Treasury Secretary Timothy Geithner heads the Financial Stability Oversight Council, which produced the study and accompanying recommendations. They’re intended to guide regulators as they craft the rules that will attempt to restrain the growing concentration in the nation’s financial system.
The bigger they get, the more powerful they get and the more dangerous they get.
— The News Corporation phone-hacking scandal is getting uglier.
The Guardian reports that one of the main culprits says he was commissioned by the News of the World’s head of news to illegally hack into people’s phones. That brings the scandal that much closer to execs like Andy Coulson and now-Wall Street Journal head Les Hinton.
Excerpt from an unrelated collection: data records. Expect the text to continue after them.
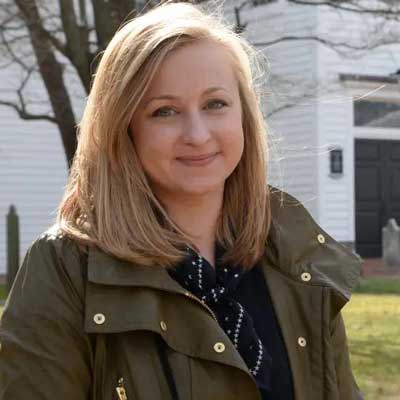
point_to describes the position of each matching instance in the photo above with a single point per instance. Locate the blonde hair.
(108, 201)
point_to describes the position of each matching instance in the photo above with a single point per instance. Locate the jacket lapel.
(132, 297)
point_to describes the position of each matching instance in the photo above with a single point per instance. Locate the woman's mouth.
(198, 160)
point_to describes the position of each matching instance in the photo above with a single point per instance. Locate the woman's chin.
(200, 188)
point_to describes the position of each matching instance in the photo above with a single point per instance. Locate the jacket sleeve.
(347, 386)
(45, 353)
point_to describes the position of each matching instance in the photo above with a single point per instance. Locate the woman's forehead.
(196, 67)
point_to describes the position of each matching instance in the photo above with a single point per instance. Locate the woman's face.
(187, 129)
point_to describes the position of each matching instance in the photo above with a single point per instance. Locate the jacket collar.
(292, 248)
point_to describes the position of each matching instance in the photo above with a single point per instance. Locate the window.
(378, 114)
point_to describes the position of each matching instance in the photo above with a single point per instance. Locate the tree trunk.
(52, 75)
Brian Cathcart on what this means (h/t Jack Shafer):
The phone hacking scandal has entered a new phase and a number of very powerful people, up to and including David Cameron and Rupert Murdoch, should now be very worried. Glenn Mulcaire’s reported confirmation that a senior News of the World news editor, Ian Edmonson, commissioned him to hack phones elevates a nagging problem into a national political crisis.
The problem is most acute at the Murdoch press, which must now defend itself against the charge that its staff hacked phones with the blessing of management. It also has to explain why it has insisted for four years that the management didn’t even know. The senior executives who need to justify positions which they have previously adopted in public but which now look very dubious indeed include Les Hinton, now the CEO of Murdoch’s US press empire, Rebekah Brookes, chief executive of News International, Colin Myler, editor of the News of the World, and Tom Crone, News International’s legal affairs boss.
Of course Andy Coulson, the prime minister’s press adviser, is also in what we might call a delicate position, which means the David Cameron himself is tainted. Why did Cameron appoint this man, trust him and stand by him? It now looks like a gross and stubborn misjudgement by a man who is supposed to get things right.
Rupert and James Murdoch are in the same position. What did they know? Did they tolerate this? Are they responsible for creating the conditions in which it happened? Why were they not more energetic in pursuing the problem to its source, once it was exposed?
— The Financial Times is on fire—online, anyway.
The paper saw its digital subscribers skyrocket 71 percent in 2009 to nearly 207,000 total, reports PaidContent. And those subscribers are paying good money—about $250 a year ($21 a month) for a basic subscription or $390 ($32.50 a month) for one that includes its Lex column.
This despite the fact that it’s made its offerings easier to access by giving readers five stories a day free via Google.
The FT is a specialty paper with a very rich audience, but it’s interesting—and good news—all the same.